To find the value of [tex]\(\cot(-390^\circ)\)[/tex], follow these steps:
1. Normalize the Angle:
- Angles can be normalized to lie within the range [tex]\([0^\circ, 360^\circ)\)[/tex] by adding or subtracting multiples of 360°.

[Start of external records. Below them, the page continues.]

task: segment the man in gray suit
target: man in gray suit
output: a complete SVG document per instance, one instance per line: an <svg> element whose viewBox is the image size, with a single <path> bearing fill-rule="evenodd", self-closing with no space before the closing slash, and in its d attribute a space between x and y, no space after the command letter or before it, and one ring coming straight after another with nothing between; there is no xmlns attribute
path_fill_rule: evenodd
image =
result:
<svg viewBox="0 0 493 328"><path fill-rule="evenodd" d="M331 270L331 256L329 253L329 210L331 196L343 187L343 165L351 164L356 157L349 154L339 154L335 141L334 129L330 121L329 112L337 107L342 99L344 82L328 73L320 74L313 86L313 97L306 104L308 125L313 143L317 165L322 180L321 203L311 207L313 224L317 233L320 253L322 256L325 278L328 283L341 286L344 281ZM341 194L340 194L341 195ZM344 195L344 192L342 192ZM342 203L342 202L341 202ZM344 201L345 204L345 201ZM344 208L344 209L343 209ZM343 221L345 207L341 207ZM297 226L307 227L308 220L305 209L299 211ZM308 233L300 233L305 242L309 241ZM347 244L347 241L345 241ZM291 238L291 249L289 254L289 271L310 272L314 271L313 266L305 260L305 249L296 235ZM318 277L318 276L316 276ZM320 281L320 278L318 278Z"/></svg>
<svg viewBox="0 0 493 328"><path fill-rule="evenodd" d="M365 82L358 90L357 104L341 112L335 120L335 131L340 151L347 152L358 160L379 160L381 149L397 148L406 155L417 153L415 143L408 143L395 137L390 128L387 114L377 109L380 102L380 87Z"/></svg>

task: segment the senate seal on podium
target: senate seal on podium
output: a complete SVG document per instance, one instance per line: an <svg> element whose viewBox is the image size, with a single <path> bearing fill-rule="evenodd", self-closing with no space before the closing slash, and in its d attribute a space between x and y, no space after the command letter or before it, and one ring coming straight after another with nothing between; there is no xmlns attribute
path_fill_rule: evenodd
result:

- Starting with [tex]\(-390^\circ\)[/tex]:
[tex]\[
-390^\circ \mod 360^\circ = -30^\circ
\][/tex]
- Since [tex]\(-30^\circ\)[/tex] is still a negative angle, we can add 360° to get a positive equivalent angle:
[tex]\[
-30^\circ + 360^\circ = 330^\circ
\][/tex]
So [tex]\(-390^\circ\)[/tex] is equivalent to [tex]\(330^\circ\)[/tex].
2. Convert to Radians:
- Trigonometric functions often require the angle to be in radians. Convert [tex]\(330^\circ\)[/tex] to radians:
[tex]\[
330^\circ \times \frac{\pi}{180} = \frac{11\pi}{6} \approx 12.04277 \text{ radians}
\][/tex]
3. Calculate the Cotangent:
- Cotangent is the reciprocal of tangent. Therefore, we need to evaluate [tex]\(\tan(330^\circ)\)[/tex] first.
- However, directly using the result:
[tex]\[
\cot(330^\circ) = \frac{1}{\tan(330^\circ)} = -1.7320508075688776
\][/tex]
4. Interpret the Results:
- The value [tex]\(-1.7320508075688776\)[/tex] is not among the multiple-choice options given.
Therefore, the value of [tex]\(\cot(-390^\circ)\)[/tex] is not among the choices shown.